Researchers Mine Your Web Data for Profits and the Public Good

The most valuable use for the ever-increasing amount of information we put online through our Facebook pages, our Flickr accounts and even through our web searches may not be for targeted advertising (though that may be the most profitable use), but for public science and research. Inspired by an article today in the New Scientist about researchers at Cornell using geotagged Flickr photos to make maps of the world, I started thinking about how our web-based content may be used for more than selling diet pills and travel packages. Google (s GOOG)  is using information on symptom searches by IP address to track the flu (something we can all relate to as the swine flu continues its advance) while in a more obvious example, Harvard is following a class of Facebook users throughout their college careers to track social interactions. As Google’s approach to tracking flu cases proves, as we put more information online, there’s an opportunity to reshuffle that data in ways that lead to new understandings. On the web, where we perceive ourselves to be alone or are driven solely by self-interest (such as finding a better job or correctly diagnosing our symptoms), we may offer up more accurate and honest assessments of ourselves, helping eliminate the problem of people lying to researchers to look better than they are.

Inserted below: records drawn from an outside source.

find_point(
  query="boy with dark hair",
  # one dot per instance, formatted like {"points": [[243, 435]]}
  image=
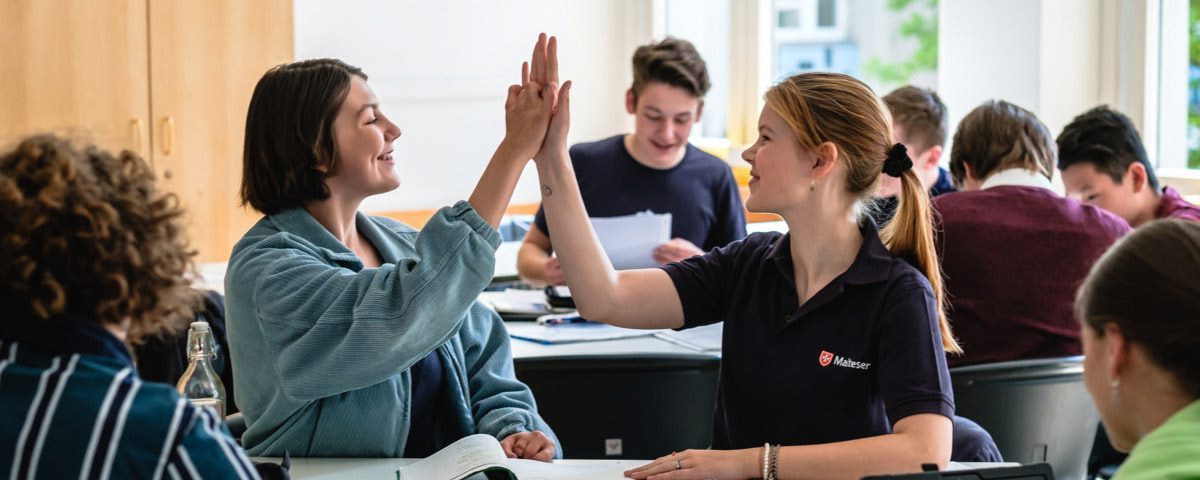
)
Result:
{"points": [[1104, 163], [653, 168], [1013, 250]]}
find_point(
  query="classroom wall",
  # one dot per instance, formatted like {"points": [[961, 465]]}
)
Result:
{"points": [[441, 70], [1024, 52]]}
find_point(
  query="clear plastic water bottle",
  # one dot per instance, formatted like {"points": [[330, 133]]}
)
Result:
{"points": [[199, 383]]}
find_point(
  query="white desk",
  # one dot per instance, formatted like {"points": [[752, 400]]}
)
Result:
{"points": [[623, 347], [385, 468]]}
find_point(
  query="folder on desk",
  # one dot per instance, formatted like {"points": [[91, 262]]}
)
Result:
{"points": [[571, 333]]}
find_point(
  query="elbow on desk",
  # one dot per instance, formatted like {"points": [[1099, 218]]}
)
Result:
{"points": [[594, 311]]}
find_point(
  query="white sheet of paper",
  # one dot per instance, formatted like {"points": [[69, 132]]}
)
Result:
{"points": [[571, 333], [630, 240]]}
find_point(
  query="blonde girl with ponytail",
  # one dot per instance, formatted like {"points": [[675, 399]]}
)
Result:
{"points": [[834, 339]]}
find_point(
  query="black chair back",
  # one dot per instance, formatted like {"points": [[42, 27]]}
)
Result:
{"points": [[1037, 411], [624, 407]]}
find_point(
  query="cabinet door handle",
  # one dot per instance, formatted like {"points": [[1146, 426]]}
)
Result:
{"points": [[168, 135], [136, 129]]}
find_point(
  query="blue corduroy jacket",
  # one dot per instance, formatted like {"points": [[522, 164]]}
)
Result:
{"points": [[322, 347]]}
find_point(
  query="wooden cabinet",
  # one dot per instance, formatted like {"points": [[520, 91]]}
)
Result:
{"points": [[169, 79]]}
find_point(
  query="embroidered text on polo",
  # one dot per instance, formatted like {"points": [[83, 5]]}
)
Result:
{"points": [[828, 358]]}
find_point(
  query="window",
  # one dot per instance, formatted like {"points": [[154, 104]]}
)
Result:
{"points": [[749, 45], [886, 45], [1193, 73]]}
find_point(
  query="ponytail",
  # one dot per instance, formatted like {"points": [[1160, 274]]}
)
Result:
{"points": [[833, 107], [910, 235]]}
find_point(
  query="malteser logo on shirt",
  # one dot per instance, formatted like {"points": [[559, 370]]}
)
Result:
{"points": [[829, 358]]}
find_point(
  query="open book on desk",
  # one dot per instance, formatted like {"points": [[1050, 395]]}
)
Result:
{"points": [[483, 453]]}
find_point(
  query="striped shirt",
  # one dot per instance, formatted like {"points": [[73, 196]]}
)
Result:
{"points": [[75, 408]]}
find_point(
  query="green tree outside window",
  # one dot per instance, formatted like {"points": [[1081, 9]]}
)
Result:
{"points": [[922, 27]]}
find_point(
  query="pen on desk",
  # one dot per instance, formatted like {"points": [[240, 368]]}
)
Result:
{"points": [[561, 319]]}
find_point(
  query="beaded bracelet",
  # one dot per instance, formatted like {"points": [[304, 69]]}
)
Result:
{"points": [[766, 450], [772, 463]]}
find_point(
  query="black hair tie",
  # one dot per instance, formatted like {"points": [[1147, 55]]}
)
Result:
{"points": [[898, 161]]}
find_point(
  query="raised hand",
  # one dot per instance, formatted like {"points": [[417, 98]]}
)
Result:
{"points": [[531, 105], [555, 144]]}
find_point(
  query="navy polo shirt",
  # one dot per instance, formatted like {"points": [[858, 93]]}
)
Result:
{"points": [[859, 355], [699, 192]]}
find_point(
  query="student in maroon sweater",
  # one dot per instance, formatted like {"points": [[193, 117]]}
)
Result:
{"points": [[1013, 250], [1103, 163]]}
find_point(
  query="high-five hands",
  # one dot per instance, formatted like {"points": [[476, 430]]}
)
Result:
{"points": [[531, 105]]}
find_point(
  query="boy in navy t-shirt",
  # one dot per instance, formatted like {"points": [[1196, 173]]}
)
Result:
{"points": [[654, 168], [1104, 163]]}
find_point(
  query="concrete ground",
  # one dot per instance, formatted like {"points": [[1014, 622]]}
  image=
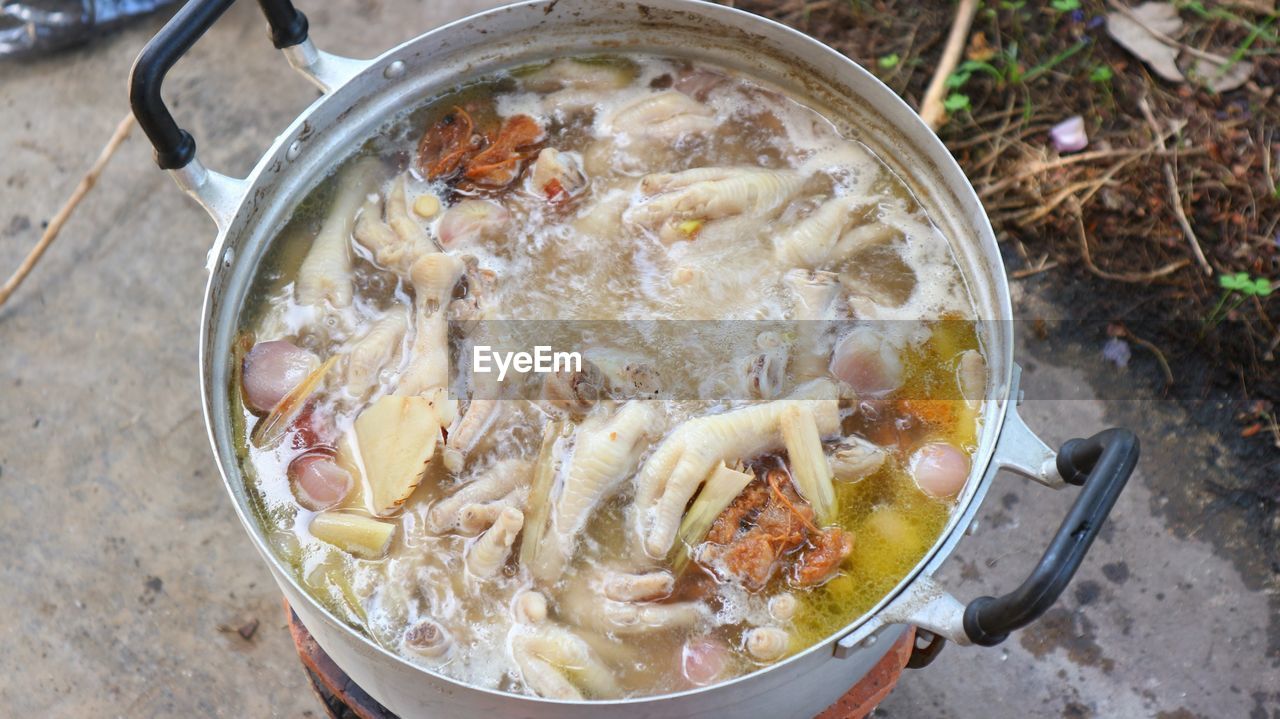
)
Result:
{"points": [[126, 575]]}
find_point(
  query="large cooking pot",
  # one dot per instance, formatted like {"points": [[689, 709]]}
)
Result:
{"points": [[359, 96]]}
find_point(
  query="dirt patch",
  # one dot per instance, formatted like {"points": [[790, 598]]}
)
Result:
{"points": [[1060, 628]]}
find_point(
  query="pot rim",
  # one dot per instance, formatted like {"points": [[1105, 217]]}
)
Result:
{"points": [[982, 470]]}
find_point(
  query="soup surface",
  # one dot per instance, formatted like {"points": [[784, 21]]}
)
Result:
{"points": [[775, 399]]}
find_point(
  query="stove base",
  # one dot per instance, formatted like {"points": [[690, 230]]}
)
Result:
{"points": [[343, 699]]}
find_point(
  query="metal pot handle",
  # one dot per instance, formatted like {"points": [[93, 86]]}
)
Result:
{"points": [[174, 146], [176, 149], [1101, 465]]}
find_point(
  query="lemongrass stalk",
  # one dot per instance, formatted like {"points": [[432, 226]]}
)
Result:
{"points": [[539, 507], [720, 490], [355, 534], [809, 467]]}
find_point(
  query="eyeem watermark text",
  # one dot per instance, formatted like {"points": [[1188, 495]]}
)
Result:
{"points": [[542, 360]]}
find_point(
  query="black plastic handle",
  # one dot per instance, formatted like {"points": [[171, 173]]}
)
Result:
{"points": [[174, 146], [1101, 465]]}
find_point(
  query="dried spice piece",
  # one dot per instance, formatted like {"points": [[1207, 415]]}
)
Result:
{"points": [[501, 163], [447, 145]]}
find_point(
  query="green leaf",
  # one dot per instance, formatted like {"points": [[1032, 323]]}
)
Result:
{"points": [[955, 102]]}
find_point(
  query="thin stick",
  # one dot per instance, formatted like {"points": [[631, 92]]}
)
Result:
{"points": [[1174, 196], [1118, 276], [931, 108], [1160, 356], [55, 225]]}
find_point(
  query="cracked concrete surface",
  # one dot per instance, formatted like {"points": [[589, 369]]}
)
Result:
{"points": [[127, 577]]}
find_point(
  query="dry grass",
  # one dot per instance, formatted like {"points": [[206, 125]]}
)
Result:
{"points": [[1171, 170]]}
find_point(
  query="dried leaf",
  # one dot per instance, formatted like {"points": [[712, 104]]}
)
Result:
{"points": [[1138, 33], [1265, 7], [1220, 77]]}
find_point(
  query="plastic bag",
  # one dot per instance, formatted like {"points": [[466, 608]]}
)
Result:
{"points": [[33, 27]]}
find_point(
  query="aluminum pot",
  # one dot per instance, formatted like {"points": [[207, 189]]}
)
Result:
{"points": [[360, 96]]}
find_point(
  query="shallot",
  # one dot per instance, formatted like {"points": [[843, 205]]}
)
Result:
{"points": [[1069, 134], [272, 369], [867, 363], [318, 481], [704, 660]]}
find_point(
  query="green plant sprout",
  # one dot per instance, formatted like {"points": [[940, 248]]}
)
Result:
{"points": [[1239, 285], [956, 101]]}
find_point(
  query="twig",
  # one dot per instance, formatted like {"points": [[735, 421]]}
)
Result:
{"points": [[931, 108], [1174, 196], [55, 225], [1191, 50], [1031, 271], [1063, 161]]}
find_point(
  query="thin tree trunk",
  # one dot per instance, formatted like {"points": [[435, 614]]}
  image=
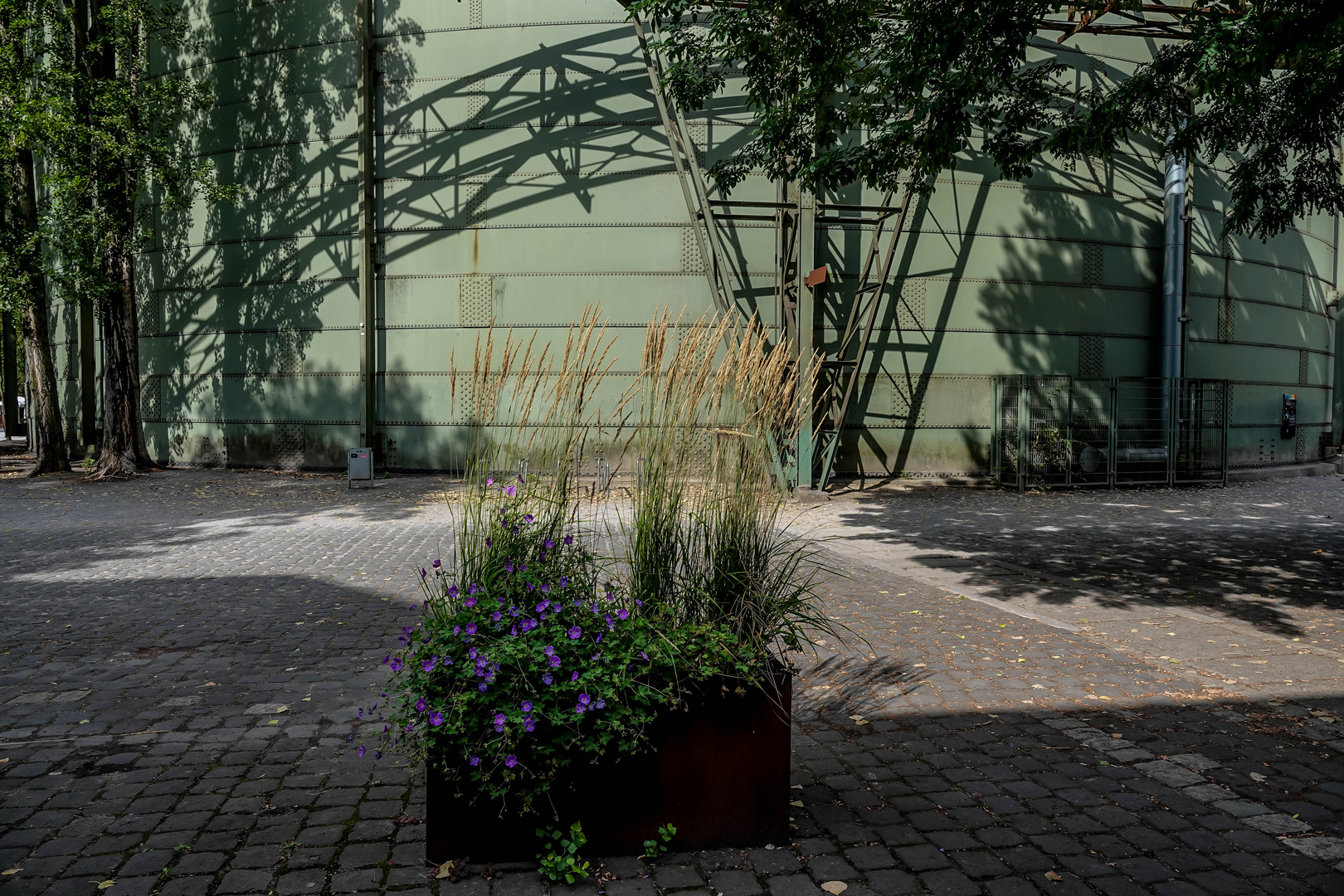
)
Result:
{"points": [[45, 430], [124, 449]]}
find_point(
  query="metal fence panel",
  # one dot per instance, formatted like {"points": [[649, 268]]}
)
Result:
{"points": [[1090, 431]]}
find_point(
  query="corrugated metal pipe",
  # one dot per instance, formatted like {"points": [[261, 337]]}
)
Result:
{"points": [[1174, 266]]}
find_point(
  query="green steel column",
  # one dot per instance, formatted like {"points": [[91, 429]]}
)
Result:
{"points": [[10, 379], [88, 379], [368, 193], [806, 321]]}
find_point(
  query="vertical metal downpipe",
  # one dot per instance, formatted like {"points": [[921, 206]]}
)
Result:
{"points": [[1174, 268]]}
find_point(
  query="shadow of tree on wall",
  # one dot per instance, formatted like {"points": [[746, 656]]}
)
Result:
{"points": [[256, 304]]}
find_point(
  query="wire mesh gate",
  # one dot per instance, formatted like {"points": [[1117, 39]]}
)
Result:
{"points": [[1127, 430]]}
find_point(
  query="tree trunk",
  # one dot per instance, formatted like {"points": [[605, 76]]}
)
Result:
{"points": [[45, 430], [124, 449]]}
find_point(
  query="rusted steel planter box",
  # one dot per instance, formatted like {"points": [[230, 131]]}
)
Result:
{"points": [[719, 772]]}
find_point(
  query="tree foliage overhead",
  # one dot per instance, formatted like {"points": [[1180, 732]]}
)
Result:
{"points": [[878, 90], [1259, 90], [916, 78]]}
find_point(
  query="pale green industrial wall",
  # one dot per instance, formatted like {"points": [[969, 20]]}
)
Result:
{"points": [[523, 175]]}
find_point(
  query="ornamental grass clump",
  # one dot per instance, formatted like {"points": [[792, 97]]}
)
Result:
{"points": [[557, 631]]}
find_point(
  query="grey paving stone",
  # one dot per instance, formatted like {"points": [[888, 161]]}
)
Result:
{"points": [[734, 883]]}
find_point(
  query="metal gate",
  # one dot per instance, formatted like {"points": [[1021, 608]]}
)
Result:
{"points": [[1127, 430]]}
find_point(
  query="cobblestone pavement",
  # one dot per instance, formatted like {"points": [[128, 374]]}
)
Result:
{"points": [[182, 655]]}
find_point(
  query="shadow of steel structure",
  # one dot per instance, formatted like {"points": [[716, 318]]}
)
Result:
{"points": [[420, 169]]}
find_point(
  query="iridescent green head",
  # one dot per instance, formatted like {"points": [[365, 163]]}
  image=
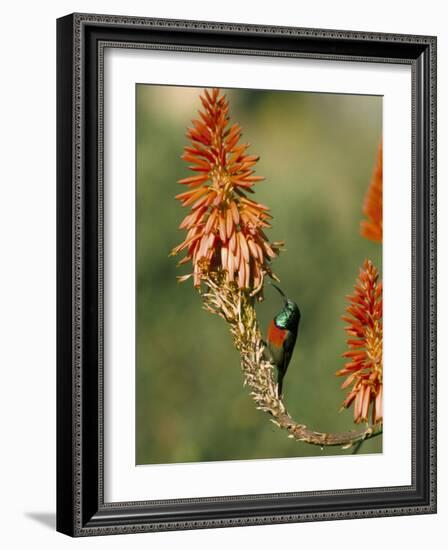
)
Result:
{"points": [[289, 317]]}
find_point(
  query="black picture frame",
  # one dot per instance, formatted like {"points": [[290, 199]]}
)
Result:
{"points": [[81, 510]]}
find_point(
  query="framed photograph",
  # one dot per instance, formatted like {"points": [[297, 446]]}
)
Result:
{"points": [[246, 235]]}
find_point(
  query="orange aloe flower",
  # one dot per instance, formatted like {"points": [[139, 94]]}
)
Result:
{"points": [[225, 228], [372, 228], [364, 369]]}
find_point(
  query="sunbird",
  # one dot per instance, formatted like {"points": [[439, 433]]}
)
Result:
{"points": [[282, 336]]}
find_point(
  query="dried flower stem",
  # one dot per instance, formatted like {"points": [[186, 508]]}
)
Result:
{"points": [[236, 307]]}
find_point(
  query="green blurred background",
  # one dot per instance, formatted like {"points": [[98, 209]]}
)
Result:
{"points": [[317, 154]]}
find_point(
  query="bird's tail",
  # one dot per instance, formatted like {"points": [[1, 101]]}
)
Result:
{"points": [[279, 385]]}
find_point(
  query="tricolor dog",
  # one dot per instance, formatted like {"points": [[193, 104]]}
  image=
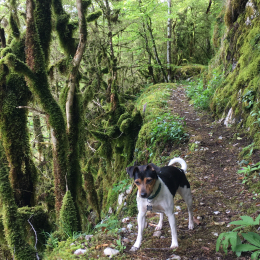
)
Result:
{"points": [[156, 190]]}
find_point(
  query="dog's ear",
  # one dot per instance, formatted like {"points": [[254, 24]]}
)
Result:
{"points": [[153, 167], [131, 170]]}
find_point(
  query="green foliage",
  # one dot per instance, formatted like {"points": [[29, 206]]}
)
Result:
{"points": [[93, 16], [13, 229], [14, 26], [68, 215], [120, 245], [109, 223], [248, 170], [233, 239], [201, 94]]}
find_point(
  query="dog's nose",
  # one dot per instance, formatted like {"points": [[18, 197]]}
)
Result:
{"points": [[143, 194]]}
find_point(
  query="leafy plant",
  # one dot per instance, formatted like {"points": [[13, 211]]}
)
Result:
{"points": [[248, 99], [122, 186], [109, 223], [120, 245], [246, 171], [201, 94], [232, 238], [52, 240], [257, 114], [168, 127]]}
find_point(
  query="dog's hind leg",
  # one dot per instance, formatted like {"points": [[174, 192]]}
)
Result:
{"points": [[172, 223], [141, 225], [159, 226], [186, 195]]}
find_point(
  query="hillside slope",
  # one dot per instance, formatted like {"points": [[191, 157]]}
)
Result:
{"points": [[212, 155]]}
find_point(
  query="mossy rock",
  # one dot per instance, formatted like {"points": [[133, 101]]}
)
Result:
{"points": [[188, 71]]}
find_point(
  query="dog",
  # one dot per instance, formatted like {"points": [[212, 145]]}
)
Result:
{"points": [[156, 190]]}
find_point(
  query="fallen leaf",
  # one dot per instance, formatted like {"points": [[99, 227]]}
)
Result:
{"points": [[196, 221], [219, 223]]}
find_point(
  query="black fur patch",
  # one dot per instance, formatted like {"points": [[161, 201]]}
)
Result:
{"points": [[173, 178]]}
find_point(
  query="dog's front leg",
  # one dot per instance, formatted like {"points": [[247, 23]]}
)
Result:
{"points": [[172, 222], [141, 225], [159, 226]]}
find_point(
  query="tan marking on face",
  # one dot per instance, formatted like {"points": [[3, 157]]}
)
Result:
{"points": [[149, 186], [140, 186]]}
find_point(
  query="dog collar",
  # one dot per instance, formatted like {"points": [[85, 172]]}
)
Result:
{"points": [[156, 193]]}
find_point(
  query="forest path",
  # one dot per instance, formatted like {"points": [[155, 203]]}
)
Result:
{"points": [[219, 197]]}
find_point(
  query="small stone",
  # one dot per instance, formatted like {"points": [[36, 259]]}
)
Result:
{"points": [[174, 257], [126, 240], [88, 237], [80, 251], [157, 233], [129, 226], [110, 251], [124, 220], [178, 207]]}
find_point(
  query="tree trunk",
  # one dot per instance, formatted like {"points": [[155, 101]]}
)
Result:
{"points": [[149, 27], [38, 82], [169, 35]]}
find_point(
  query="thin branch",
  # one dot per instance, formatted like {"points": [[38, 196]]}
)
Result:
{"points": [[35, 237], [91, 148], [34, 109]]}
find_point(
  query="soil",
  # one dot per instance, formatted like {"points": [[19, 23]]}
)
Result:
{"points": [[219, 197]]}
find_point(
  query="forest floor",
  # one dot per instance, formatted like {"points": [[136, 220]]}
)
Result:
{"points": [[219, 197], [213, 155]]}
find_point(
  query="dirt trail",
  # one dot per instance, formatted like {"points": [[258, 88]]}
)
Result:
{"points": [[218, 195]]}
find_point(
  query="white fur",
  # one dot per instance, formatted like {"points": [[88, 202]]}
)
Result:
{"points": [[163, 203], [181, 162]]}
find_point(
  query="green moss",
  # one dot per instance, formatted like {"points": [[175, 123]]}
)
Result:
{"points": [[13, 229], [68, 215], [43, 22], [93, 16], [188, 71], [13, 124], [14, 26]]}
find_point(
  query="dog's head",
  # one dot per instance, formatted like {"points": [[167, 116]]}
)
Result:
{"points": [[145, 177]]}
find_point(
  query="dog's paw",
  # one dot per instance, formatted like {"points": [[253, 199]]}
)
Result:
{"points": [[133, 249], [158, 227], [174, 246]]}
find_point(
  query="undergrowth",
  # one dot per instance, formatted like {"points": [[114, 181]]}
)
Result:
{"points": [[201, 93]]}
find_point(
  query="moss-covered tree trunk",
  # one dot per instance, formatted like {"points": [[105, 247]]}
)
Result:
{"points": [[38, 83], [13, 230]]}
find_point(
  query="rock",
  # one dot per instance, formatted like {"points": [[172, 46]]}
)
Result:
{"points": [[110, 252], [80, 251], [126, 240], [174, 257], [88, 237], [129, 190], [178, 207], [229, 120], [124, 220], [129, 226], [121, 198], [157, 233]]}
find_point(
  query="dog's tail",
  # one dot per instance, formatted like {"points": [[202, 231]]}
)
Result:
{"points": [[180, 161]]}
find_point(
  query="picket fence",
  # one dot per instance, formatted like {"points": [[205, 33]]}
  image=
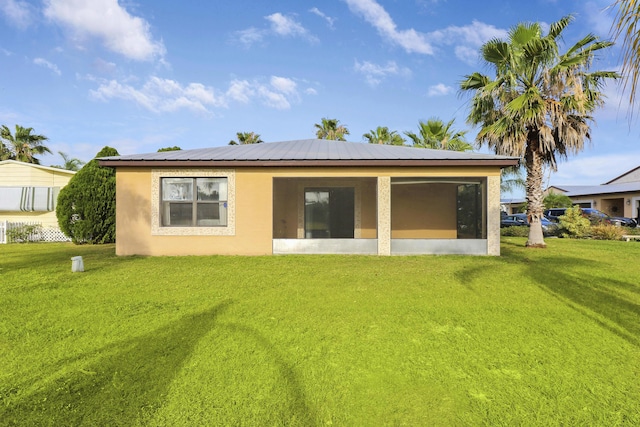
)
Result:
{"points": [[41, 235]]}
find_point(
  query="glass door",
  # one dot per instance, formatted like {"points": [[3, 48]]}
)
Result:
{"points": [[329, 213]]}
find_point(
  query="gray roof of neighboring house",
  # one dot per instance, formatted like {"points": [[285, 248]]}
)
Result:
{"points": [[588, 190], [308, 152]]}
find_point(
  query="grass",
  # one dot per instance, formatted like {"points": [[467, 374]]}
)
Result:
{"points": [[533, 338]]}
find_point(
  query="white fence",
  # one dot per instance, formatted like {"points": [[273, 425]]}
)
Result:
{"points": [[40, 234]]}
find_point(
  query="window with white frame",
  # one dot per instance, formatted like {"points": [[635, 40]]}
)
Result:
{"points": [[194, 202]]}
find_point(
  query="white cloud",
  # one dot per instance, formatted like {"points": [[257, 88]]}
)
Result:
{"points": [[250, 36], [439, 90], [279, 93], [164, 95], [374, 73], [280, 25], [318, 12], [283, 84], [410, 40], [467, 39], [18, 12], [161, 95], [286, 26], [44, 63], [107, 20], [594, 170]]}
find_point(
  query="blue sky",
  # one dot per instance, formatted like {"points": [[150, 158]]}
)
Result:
{"points": [[141, 75]]}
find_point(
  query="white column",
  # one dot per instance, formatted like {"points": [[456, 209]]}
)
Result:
{"points": [[384, 215], [493, 215]]}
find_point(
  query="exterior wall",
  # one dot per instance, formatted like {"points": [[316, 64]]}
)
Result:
{"points": [[18, 174], [254, 196], [14, 174], [417, 211]]}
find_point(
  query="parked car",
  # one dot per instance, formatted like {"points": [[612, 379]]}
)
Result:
{"points": [[517, 220], [594, 215]]}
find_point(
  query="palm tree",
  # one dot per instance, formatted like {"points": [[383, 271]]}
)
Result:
{"points": [[330, 129], [22, 145], [71, 164], [435, 134], [381, 135], [246, 138], [627, 26], [539, 105]]}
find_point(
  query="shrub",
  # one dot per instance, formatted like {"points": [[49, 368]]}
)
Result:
{"points": [[24, 233], [86, 208], [607, 232], [573, 224], [515, 231]]}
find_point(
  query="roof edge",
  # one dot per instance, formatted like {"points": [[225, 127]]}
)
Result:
{"points": [[34, 165], [308, 163]]}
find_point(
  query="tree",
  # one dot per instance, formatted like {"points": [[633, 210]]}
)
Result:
{"points": [[330, 129], [86, 207], [435, 134], [626, 25], [381, 135], [246, 138], [174, 148], [22, 145], [71, 164], [539, 105]]}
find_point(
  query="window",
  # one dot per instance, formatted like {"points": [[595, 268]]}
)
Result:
{"points": [[194, 202], [329, 213]]}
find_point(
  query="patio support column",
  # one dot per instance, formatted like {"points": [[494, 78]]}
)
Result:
{"points": [[493, 215], [384, 215]]}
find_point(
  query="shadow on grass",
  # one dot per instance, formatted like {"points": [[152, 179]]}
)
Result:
{"points": [[600, 298], [129, 378], [296, 410]]}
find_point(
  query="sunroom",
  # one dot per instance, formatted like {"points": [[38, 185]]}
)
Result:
{"points": [[349, 215]]}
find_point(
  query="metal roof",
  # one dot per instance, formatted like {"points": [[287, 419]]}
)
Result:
{"points": [[588, 190], [307, 152]]}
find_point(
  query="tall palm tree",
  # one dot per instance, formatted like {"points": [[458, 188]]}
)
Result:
{"points": [[23, 145], [71, 164], [246, 138], [435, 134], [382, 135], [627, 26], [538, 106], [331, 129]]}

Conducting this sort of research has privacy implications because anonymized data can still lead back to a person, and our very honesty on the web can make people squeamish about seeing that data used. There’s also a huge instance of selection bias toward technophiles and first world countries, since a mere 23 percent of the world used the Internet last year, according to a report out in March from the United Nations. You can actually see it clearly in the results of the Flickr research as the Apple (s aapl) store is the fifth most photographed monument in New York City, and photos tagged with a variation of “sxsw” are the third through fifth most popular monuments in Austin, Texas.

However, such research benefits might also be one of the best arguments for getting the rest of the country (and world) online. If we can devise ways to aggregate this information while respecting privacy, uncovering crucial flu trend information or offering companies data as to where the largest source of a certain class of worker lives based on LinkedIn data represent just the beginning of what we can do.